The prognosis is excellent. Clinical signs typically resolve entirely within two to three months (Malik et al 1989, McKee 1994, Lee & Jones 1996, Greene 1998). In this case, all neurological signs had resolved 4 weeks after their onset. Local tetanus can progress to generalised if there is inadequate wound management, inappropriate antibiosis or concurrent corticosteroid use. A case report from the pre-antibiotic era noted a cat that did progress from local to generalised tetanus (Bateman 1931), as did a cat in a more recent paper for which an inappropriate antibiotic (a fluoroquinolone) was used (Malik et al 1998). Antibiotic agents to be used against C tetani must have an anaerobic spectrum of activity. Metronidazole has been shown to be superior to penicillin G and tetracycline in clinical and experimental tetanus. It is bactericidal against most anaerobes and achieves effective therapeutic concentrations even in anaerobic tissues (Greene 1998).

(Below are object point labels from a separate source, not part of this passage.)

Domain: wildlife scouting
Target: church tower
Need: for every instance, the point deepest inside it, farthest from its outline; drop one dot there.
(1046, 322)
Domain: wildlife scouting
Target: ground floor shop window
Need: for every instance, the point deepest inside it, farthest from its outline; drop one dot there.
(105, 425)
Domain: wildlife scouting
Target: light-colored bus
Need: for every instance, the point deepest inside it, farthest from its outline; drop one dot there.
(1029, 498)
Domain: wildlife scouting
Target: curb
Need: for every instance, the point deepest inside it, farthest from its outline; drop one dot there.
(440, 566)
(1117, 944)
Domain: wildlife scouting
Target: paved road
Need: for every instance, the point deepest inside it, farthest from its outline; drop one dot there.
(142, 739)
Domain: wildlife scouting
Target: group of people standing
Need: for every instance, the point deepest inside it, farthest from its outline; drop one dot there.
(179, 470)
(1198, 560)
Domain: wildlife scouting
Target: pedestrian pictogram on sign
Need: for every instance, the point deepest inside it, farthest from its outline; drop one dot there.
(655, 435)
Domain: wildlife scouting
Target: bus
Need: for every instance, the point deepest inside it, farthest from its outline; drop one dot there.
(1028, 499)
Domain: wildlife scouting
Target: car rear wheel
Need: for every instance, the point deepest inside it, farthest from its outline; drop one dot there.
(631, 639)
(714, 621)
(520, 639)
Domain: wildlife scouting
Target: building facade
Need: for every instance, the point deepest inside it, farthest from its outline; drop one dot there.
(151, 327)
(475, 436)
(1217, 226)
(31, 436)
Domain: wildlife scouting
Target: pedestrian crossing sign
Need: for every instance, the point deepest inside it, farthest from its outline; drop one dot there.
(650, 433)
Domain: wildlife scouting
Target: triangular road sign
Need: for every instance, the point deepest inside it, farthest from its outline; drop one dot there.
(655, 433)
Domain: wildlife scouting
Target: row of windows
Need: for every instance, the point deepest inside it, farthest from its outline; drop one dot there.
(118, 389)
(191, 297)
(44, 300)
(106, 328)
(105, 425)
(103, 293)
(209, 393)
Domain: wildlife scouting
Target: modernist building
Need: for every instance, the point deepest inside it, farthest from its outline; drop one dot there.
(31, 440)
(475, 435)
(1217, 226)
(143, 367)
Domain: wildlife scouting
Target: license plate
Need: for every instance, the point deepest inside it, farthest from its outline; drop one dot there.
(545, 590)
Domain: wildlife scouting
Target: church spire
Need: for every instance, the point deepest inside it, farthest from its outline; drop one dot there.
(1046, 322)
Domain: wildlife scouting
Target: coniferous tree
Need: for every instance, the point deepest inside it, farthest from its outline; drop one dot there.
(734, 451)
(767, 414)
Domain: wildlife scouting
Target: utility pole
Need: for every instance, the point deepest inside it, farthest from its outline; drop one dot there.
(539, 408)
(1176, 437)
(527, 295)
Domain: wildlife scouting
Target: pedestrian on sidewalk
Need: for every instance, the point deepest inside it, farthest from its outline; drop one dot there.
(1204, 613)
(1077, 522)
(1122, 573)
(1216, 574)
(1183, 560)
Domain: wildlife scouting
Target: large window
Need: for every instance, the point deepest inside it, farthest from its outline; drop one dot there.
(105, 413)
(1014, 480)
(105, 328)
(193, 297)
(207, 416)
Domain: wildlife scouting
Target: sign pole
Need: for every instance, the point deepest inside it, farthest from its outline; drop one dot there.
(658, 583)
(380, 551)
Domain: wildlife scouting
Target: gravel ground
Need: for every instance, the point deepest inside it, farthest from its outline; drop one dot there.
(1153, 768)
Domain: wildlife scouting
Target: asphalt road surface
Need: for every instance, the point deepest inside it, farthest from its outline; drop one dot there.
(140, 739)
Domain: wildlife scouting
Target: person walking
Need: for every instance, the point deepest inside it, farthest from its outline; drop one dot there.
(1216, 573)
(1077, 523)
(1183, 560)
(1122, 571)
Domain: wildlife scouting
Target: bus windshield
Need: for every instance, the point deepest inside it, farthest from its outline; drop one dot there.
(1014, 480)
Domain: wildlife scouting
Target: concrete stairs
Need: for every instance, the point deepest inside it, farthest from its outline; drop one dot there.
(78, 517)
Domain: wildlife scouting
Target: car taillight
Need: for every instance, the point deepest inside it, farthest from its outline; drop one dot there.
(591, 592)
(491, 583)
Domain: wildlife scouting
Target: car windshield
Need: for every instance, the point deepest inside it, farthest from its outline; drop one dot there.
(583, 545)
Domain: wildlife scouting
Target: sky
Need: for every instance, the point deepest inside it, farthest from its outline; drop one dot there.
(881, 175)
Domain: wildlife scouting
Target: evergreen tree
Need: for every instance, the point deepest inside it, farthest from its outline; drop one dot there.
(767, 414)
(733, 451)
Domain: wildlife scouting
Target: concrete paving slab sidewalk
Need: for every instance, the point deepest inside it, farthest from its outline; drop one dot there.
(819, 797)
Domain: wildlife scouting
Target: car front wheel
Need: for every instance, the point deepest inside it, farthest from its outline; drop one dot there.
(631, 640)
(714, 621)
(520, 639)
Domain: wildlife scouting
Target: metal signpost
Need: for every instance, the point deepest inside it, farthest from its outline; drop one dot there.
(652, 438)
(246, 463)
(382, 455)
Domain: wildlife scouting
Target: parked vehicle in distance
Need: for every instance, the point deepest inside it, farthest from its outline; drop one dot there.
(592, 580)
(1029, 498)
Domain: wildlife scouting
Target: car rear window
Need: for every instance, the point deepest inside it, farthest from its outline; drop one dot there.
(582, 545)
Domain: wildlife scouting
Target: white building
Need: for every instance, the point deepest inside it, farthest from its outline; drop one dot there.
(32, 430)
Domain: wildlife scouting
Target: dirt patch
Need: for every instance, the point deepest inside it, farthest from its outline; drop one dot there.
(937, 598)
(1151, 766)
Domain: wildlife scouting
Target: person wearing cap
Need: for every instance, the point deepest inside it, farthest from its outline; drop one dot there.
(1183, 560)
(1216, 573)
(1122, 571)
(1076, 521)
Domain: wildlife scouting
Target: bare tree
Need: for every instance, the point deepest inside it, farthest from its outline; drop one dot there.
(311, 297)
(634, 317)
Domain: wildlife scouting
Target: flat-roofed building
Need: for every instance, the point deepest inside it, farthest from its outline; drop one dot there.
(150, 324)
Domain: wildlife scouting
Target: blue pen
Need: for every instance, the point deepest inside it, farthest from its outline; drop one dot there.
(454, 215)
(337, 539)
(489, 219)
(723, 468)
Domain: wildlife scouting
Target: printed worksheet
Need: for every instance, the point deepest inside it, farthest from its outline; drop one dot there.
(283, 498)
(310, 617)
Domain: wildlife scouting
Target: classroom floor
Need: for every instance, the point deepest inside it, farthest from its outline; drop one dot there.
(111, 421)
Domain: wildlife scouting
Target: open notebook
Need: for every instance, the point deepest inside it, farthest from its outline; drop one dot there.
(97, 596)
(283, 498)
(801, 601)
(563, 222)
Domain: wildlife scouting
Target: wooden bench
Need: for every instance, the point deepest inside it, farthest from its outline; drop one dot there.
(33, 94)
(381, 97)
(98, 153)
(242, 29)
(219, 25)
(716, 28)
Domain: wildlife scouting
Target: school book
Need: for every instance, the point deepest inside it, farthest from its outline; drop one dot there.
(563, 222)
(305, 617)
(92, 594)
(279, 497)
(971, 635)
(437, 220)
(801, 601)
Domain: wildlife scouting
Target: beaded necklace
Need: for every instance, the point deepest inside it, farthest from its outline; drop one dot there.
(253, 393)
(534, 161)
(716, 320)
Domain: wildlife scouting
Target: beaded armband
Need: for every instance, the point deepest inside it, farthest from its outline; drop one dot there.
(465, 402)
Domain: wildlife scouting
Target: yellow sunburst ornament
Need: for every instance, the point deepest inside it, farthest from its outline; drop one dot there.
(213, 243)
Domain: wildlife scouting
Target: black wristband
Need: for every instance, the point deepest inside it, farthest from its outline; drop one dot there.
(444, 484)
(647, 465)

Further to wound management and antimicrobial therapy, other potential treatments include tetanus antitoxin and muscle relaxants. Tetanus antitoxin cannot dislodge tetanospasmin after its entry into the peripheral nerve. Hence its main purpose would be to neutralise circulating toxin outside the nervous system (Lee & Jones 1996, Habibah et al 1998); this is unlikely to be necessary if signs are localised and nonprogressive. The main benefit of muscle relaxants would be to reduce discomfort during the prolonged recovery period (Lee & Jones 1996). Diazepam has been inconsistent in providing relief to cats with local tetanus, sometimes achieving noticeable relief (Malik et al 1989) and on another occasion, appearing to be of no benefit (Lee & Jones 1996). It is likely that in most cases, no treatment beyond wound management and antibiotics is required. This cat was given diazepam, as a centrally acting muscle relaxant, sporadically over the first seven days after the onset of neurological signs. Combination antimicrobials were given for a total of three weeks.